The weight of her badge pressed against her hip, a constant reminder of everything she'd lost and fought to reclaim. Freedom still felt fragile sometimes, like a dream that could shatter at any moment. But here she was, back on the job, despite Cordell's threats, despite the corruption she knew lurked in the Bureau's shadows. The irony wasn't lost on her—hunting killers again while trying to expose the ones who'd framed her.

The dock creaked beneath their weight as they approached the cluster of personnel gathered at its end. The wood was still damp from yesterday's rain, and Morgan caught the lingering scent of wet timber. She fought back the memory of Cordell at the cemetery, of his black umbrella and cold smile. Focus on the case. One monster at a time.

Scattered around the crime scene were the familiar tools of investigation—numbered evidence markers, photographers documenting every detail, techs in white coveralls collecting trace evidence. The routine of it was almost comforting, a dance she'd performed countless times before prison. Before everything changed.

A woman of commanding presence with her raven hair pulled back into a severe bun greeted them. Her sharp, hawk-like eyes were underscored by dark circles - a telltale sign of thelong hours she had been on the case since the body's discovery. Her police uniform was immaculate despite the grueling scene, and her badge gleamed under the harsh daylight. "Agents Cross and Greene," she said in a tone laced with exhaustion but also relief at their arrival, "I'm Detective Sarah Martinez. I appreciate you coming out here."

Morgan noted the slight tension in Martinez's shoulders, the way her eyes lingered on Morgan's visible tattoos. She was used to it by now—the subtle double-takes, the unasked questions.Let them look.

"What do we have so far?" Morgan asked, scanning the scene. Even without the body—already lifted onto a gurney and draped in black—the dock told a story. Dark stains marked where Laura Benson had been suspended, and scattered flower petals still dotted the water's surface like pale stars. Each detail spoke of planning, of ritual, of someone who saw murder as art.

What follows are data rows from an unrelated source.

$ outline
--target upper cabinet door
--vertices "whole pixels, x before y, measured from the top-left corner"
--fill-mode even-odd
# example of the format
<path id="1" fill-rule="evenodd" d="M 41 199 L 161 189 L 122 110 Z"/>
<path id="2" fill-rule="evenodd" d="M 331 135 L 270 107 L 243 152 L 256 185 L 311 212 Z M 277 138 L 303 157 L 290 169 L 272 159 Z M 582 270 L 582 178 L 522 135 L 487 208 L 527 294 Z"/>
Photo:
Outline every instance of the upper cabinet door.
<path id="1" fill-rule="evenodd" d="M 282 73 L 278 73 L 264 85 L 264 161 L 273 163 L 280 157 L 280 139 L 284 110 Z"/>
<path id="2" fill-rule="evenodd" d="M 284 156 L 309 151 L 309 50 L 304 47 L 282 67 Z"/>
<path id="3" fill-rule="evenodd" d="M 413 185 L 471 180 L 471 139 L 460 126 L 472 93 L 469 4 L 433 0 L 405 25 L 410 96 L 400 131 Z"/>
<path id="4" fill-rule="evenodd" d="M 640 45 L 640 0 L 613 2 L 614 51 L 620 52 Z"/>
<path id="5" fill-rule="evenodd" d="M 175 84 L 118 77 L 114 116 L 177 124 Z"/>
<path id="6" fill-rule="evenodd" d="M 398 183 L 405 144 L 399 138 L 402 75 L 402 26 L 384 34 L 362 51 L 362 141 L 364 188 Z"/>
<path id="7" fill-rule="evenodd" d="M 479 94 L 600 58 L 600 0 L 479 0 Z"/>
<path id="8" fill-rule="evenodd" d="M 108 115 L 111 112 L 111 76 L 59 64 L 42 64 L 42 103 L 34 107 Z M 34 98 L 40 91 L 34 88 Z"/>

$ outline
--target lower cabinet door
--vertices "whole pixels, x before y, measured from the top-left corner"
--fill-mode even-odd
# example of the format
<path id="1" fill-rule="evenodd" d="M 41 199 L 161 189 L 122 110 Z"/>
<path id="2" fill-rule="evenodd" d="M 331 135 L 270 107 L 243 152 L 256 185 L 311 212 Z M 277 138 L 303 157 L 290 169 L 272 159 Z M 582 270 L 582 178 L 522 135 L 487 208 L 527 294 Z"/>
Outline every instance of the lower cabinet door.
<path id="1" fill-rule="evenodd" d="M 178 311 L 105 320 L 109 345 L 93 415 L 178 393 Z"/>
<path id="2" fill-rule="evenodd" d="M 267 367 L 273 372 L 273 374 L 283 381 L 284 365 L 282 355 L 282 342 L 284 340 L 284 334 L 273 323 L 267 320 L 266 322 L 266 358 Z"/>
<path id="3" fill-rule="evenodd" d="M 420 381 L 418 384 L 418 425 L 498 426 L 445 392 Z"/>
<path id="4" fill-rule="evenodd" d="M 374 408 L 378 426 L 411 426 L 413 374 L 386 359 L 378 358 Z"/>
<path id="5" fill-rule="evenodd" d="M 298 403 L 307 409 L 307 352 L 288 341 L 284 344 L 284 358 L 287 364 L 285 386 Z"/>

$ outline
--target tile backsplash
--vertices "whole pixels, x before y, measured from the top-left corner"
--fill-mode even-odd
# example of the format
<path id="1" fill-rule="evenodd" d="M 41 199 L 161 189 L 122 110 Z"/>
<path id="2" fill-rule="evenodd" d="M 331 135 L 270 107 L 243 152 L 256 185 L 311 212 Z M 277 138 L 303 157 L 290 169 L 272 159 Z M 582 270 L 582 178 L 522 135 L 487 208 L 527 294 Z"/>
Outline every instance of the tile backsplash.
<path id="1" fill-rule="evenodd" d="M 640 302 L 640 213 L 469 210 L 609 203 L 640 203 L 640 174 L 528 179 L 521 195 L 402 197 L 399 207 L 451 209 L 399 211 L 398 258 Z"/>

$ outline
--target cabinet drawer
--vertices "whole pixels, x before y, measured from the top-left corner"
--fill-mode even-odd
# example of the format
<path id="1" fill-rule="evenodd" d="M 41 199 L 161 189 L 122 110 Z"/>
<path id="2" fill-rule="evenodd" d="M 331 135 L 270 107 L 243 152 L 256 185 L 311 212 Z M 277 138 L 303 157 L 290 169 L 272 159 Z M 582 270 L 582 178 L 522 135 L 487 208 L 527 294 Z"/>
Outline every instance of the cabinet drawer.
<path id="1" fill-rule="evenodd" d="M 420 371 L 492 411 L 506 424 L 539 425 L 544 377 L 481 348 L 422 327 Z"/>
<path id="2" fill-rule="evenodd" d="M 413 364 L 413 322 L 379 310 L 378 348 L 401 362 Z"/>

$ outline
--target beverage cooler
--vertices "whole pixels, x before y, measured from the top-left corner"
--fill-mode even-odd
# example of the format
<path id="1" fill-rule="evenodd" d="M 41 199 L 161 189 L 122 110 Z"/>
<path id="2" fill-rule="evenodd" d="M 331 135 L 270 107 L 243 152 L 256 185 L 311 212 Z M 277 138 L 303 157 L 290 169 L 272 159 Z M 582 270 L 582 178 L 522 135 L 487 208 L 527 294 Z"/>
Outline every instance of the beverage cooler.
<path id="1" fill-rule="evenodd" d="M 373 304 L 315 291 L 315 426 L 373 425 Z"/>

"Victim's car was found abandoned nearby," Martinez said, flipping through her notes. The pages rustled in the morning breeze. "Security cameras were conveniently out of order. CSI's processing the vehicle now, but initial sweep shows it was wiped clean. Too clean."

Morgan knelt near the metal cleat where the rope had been secured, studying the worn surface. The metal was old but well-maintained, sturdy enough to hold significant weight. She thought of the prison yard's exercise equipment, how even the simplest objects could become tools of violence in the right hands. "Professional job?"

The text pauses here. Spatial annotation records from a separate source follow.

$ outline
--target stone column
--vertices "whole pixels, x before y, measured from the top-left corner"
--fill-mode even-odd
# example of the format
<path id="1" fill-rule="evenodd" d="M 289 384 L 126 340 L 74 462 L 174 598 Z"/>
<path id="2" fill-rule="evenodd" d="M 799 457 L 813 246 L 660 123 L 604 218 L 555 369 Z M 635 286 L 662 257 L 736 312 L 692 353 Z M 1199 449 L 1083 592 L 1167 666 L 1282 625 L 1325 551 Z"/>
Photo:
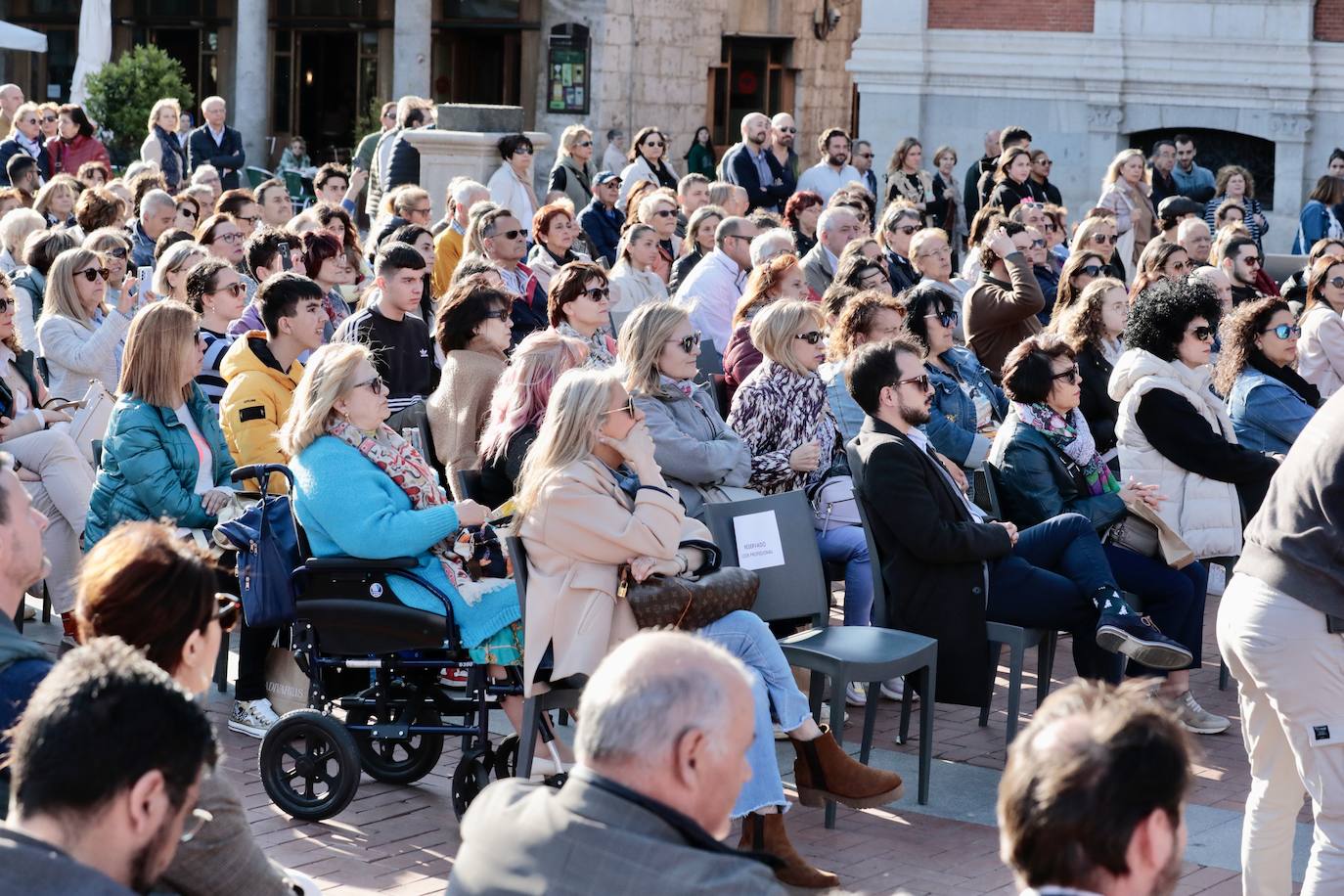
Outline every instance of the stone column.
<path id="1" fill-rule="evenodd" d="M 430 91 L 430 0 L 395 0 L 392 19 L 392 99 Z"/>
<path id="2" fill-rule="evenodd" d="M 238 129 L 247 152 L 247 164 L 270 168 L 266 137 L 270 133 L 270 56 L 266 27 L 266 0 L 238 0 L 238 20 L 234 28 L 234 98 L 228 109 L 228 124 Z M 198 97 L 198 103 L 204 97 Z M 200 107 L 192 110 L 198 125 L 204 124 Z M 242 185 L 247 177 L 239 172 Z"/>

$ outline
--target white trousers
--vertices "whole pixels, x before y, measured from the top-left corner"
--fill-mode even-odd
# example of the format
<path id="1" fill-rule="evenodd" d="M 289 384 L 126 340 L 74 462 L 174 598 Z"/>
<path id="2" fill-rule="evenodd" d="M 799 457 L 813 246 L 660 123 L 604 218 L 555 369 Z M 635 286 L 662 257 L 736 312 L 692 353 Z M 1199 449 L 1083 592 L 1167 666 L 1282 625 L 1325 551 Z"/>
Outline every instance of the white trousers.
<path id="1" fill-rule="evenodd" d="M 1218 649 L 1241 689 L 1251 793 L 1242 826 L 1242 892 L 1293 889 L 1302 794 L 1316 817 L 1304 896 L 1344 893 L 1344 634 L 1325 615 L 1238 574 L 1218 609 Z"/>

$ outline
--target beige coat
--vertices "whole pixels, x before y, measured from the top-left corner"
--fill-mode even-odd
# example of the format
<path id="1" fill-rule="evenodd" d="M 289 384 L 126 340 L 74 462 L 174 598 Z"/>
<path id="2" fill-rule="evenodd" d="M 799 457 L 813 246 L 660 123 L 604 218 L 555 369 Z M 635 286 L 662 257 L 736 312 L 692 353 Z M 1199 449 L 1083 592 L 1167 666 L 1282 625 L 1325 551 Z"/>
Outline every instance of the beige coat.
<path id="1" fill-rule="evenodd" d="M 594 457 L 554 474 L 523 519 L 527 548 L 527 617 L 523 680 L 536 685 L 536 666 L 554 645 L 551 678 L 591 674 L 616 645 L 636 631 L 630 604 L 617 599 L 617 570 L 638 556 L 671 559 L 683 541 L 710 541 L 687 517 L 676 490 L 640 489 L 630 498 Z"/>

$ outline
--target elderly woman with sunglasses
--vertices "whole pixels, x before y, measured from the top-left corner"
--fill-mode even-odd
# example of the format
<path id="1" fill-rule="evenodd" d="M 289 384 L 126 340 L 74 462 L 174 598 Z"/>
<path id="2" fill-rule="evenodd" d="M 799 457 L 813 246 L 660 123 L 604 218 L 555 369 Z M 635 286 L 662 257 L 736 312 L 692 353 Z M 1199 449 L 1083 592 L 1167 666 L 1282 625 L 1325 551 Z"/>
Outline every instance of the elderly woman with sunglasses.
<path id="1" fill-rule="evenodd" d="M 1200 560 L 1242 552 L 1242 528 L 1278 469 L 1275 458 L 1238 445 L 1210 388 L 1220 316 L 1218 294 L 1200 279 L 1154 283 L 1129 309 L 1125 353 L 1110 377 L 1120 467 L 1157 486 L 1167 498 L 1157 512 Z"/>
<path id="2" fill-rule="evenodd" d="M 83 398 L 89 380 L 109 391 L 121 379 L 121 349 L 136 312 L 122 290 L 108 308 L 108 269 L 97 253 L 69 249 L 47 271 L 47 294 L 38 318 L 38 344 L 47 359 L 48 388 L 65 399 Z"/>
<path id="3" fill-rule="evenodd" d="M 1321 394 L 1298 375 L 1297 325 L 1282 298 L 1239 305 L 1223 321 L 1223 351 L 1214 388 L 1227 396 L 1236 439 L 1255 451 L 1288 454 L 1321 404 Z"/>
<path id="4" fill-rule="evenodd" d="M 832 476 L 848 476 L 844 442 L 817 368 L 827 360 L 821 309 L 797 300 L 769 305 L 751 321 L 763 361 L 738 387 L 728 426 L 751 451 L 747 485 L 762 494 L 816 493 Z M 870 625 L 872 576 L 857 525 L 817 521 L 817 547 L 845 567 L 845 625 Z M 855 703 L 862 697 L 852 689 Z"/>
<path id="5" fill-rule="evenodd" d="M 1169 703 L 1187 731 L 1216 735 L 1228 720 L 1189 692 L 1189 670 L 1202 662 L 1204 595 L 1208 574 L 1199 563 L 1173 570 L 1160 559 L 1106 543 L 1105 533 L 1126 516 L 1126 504 L 1157 509 L 1161 493 L 1111 473 L 1078 410 L 1081 388 L 1074 351 L 1051 333 L 1021 341 L 1004 360 L 1004 391 L 1012 400 L 989 463 L 997 472 L 1004 514 L 1020 529 L 1062 513 L 1086 517 L 1102 536 L 1116 584 L 1137 594 L 1145 617 L 1181 647 L 1185 662 L 1165 670 L 1133 665 L 1133 674 L 1165 677 L 1157 696 Z"/>
<path id="6" fill-rule="evenodd" d="M 749 496 L 751 476 L 751 451 L 695 382 L 699 356 L 700 333 L 685 310 L 669 302 L 640 306 L 621 330 L 625 388 L 644 412 L 653 459 L 681 496 L 687 516 L 696 519 L 706 504 Z"/>
<path id="7" fill-rule="evenodd" d="M 238 598 L 220 594 L 218 579 L 211 557 L 169 527 L 126 523 L 85 557 L 79 637 L 121 638 L 187 692 L 204 695 L 215 654 L 239 621 Z M 191 896 L 316 892 L 304 875 L 266 858 L 238 791 L 214 770 L 200 776 L 196 818 L 206 823 L 177 846 L 161 887 Z"/>

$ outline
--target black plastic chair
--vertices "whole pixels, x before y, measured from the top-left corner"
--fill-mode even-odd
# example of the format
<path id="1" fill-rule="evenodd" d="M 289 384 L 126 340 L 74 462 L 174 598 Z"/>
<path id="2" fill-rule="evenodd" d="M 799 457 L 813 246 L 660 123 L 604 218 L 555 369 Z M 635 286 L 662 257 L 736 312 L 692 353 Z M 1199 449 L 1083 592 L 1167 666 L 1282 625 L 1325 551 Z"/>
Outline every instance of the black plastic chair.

"Looking that way." Martinez gestured to a forensics tech photographing the scene. Camera flashes punctuated her words like artificial lightning. "No prints, no hair, no fibers so far. Even the flowers were handled with care—not a single stem shows signs of being touched with bare hands."

The level of precision reminded Morgan of her own case, of how meticulously she'd been framed. Different circumstances, different perpetrator, but the same attention to detail. The same choreographed perfection.

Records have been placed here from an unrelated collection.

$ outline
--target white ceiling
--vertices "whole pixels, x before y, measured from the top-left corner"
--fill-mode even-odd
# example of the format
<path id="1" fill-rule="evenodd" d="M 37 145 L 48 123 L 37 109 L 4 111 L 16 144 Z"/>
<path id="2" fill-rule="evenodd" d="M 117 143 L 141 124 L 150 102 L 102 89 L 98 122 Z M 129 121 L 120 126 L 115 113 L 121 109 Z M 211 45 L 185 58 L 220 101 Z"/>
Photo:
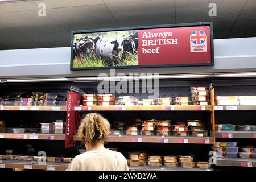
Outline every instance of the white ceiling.
<path id="1" fill-rule="evenodd" d="M 39 3 L 46 17 L 38 15 Z M 217 17 L 208 15 L 210 3 Z M 44 0 L 0 3 L 0 49 L 65 47 L 72 30 L 213 21 L 215 39 L 256 36 L 256 0 Z"/>

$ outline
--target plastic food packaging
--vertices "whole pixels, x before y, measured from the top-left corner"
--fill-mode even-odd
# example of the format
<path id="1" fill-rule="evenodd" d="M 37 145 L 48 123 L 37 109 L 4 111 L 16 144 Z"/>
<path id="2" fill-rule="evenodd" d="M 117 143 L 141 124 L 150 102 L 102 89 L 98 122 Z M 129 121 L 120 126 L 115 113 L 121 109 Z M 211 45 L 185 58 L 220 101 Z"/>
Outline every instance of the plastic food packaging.
<path id="1" fill-rule="evenodd" d="M 196 167 L 199 168 L 209 169 L 212 167 L 212 164 L 208 162 L 199 162 L 196 163 Z"/>
<path id="2" fill-rule="evenodd" d="M 238 147 L 216 147 L 216 151 L 222 152 L 237 153 L 238 152 Z"/>
<path id="3" fill-rule="evenodd" d="M 208 136 L 208 131 L 192 131 L 193 136 L 206 137 Z"/>
<path id="4" fill-rule="evenodd" d="M 205 96 L 209 95 L 209 91 L 208 90 L 191 90 L 191 96 L 192 97 L 194 96 Z"/>
<path id="5" fill-rule="evenodd" d="M 179 162 L 180 163 L 192 163 L 193 162 L 193 156 L 179 156 Z"/>
<path id="6" fill-rule="evenodd" d="M 242 152 L 246 153 L 255 153 L 255 150 L 254 147 L 241 147 Z"/>
<path id="7" fill-rule="evenodd" d="M 239 152 L 239 157 L 246 159 L 256 158 L 256 153 Z"/>
<path id="8" fill-rule="evenodd" d="M 217 96 L 215 101 L 217 105 L 239 105 L 238 96 Z"/>
<path id="9" fill-rule="evenodd" d="M 181 163 L 180 166 L 183 168 L 192 168 L 196 166 L 195 163 Z"/>
<path id="10" fill-rule="evenodd" d="M 98 94 L 97 96 L 97 99 L 99 101 L 113 101 L 115 98 L 114 94 Z"/>
<path id="11" fill-rule="evenodd" d="M 206 86 L 191 86 L 190 89 L 195 91 L 205 91 L 208 90 L 208 88 Z"/>
<path id="12" fill-rule="evenodd" d="M 163 157 L 163 161 L 165 162 L 176 163 L 177 162 L 178 158 L 176 156 L 165 156 Z"/>
<path id="13" fill-rule="evenodd" d="M 240 105 L 256 105 L 255 96 L 238 96 Z"/>
<path id="14" fill-rule="evenodd" d="M 219 131 L 234 131 L 235 125 L 221 124 L 215 125 L 215 130 Z"/>
<path id="15" fill-rule="evenodd" d="M 96 106 L 98 104 L 98 101 L 82 101 L 82 105 L 83 106 Z"/>
<path id="16" fill-rule="evenodd" d="M 156 135 L 158 136 L 170 136 L 170 131 L 157 130 Z"/>
<path id="17" fill-rule="evenodd" d="M 237 142 L 217 142 L 215 143 L 216 147 L 234 147 L 237 146 Z"/>
<path id="18" fill-rule="evenodd" d="M 155 135 L 155 131 L 141 130 L 141 135 L 146 136 L 154 136 Z"/>
<path id="19" fill-rule="evenodd" d="M 144 152 L 128 152 L 128 157 L 131 160 L 146 160 L 147 154 Z"/>
<path id="20" fill-rule="evenodd" d="M 97 97 L 94 94 L 84 94 L 82 100 L 87 101 L 93 101 L 97 100 Z"/>
<path id="21" fill-rule="evenodd" d="M 191 126 L 191 131 L 204 131 L 204 129 L 201 126 Z"/>
<path id="22" fill-rule="evenodd" d="M 112 106 L 113 105 L 114 105 L 114 102 L 113 101 L 98 101 L 98 105 L 99 106 Z"/>
<path id="23" fill-rule="evenodd" d="M 172 130 L 173 131 L 187 131 L 188 130 L 188 126 L 183 126 L 183 125 L 172 125 Z"/>
<path id="24" fill-rule="evenodd" d="M 200 120 L 188 120 L 188 126 L 203 127 L 203 125 Z"/>
<path id="25" fill-rule="evenodd" d="M 171 162 L 164 162 L 164 167 L 168 168 L 168 167 L 177 167 L 177 163 L 171 163 Z"/>
<path id="26" fill-rule="evenodd" d="M 216 151 L 218 158 L 237 158 L 237 152 L 218 152 Z"/>
<path id="27" fill-rule="evenodd" d="M 142 130 L 154 131 L 155 130 L 155 126 L 142 125 Z"/>
<path id="28" fill-rule="evenodd" d="M 150 167 L 161 167 L 163 166 L 162 162 L 151 162 L 148 161 L 148 166 Z"/>
<path id="29" fill-rule="evenodd" d="M 256 131 L 256 126 L 254 125 L 236 125 L 235 130 L 243 131 Z"/>

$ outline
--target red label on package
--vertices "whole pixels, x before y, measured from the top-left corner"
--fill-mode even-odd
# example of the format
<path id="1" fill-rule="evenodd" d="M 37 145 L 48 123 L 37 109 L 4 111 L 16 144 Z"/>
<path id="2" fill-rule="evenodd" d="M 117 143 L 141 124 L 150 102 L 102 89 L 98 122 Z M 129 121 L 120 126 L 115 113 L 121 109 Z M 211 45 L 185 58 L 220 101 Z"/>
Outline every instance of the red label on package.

Derik crouched beside Morgan, his suit pants gathering moisture from the dock. His presence was steady, grounding, a reminder that not everything in her life had been poisoned by betrayal. "Speaking of the flowers—any ID on the species yet?"

"That's where it gets weird." Martinez pulled out her phone, showing them a series of photos. The screen's blue light reflected in her tired eyes. "They're spring bloomers—daffodils, tulips, cherry blossoms. Nothing that should be growing naturally right now."

Morgan felt a chill that had nothing to do with the air. The deliberate choice of out-of-season flowers spoke of resources, of planning, of symbolic meaning that went beyond mere decoration. "Greenhouse grown?"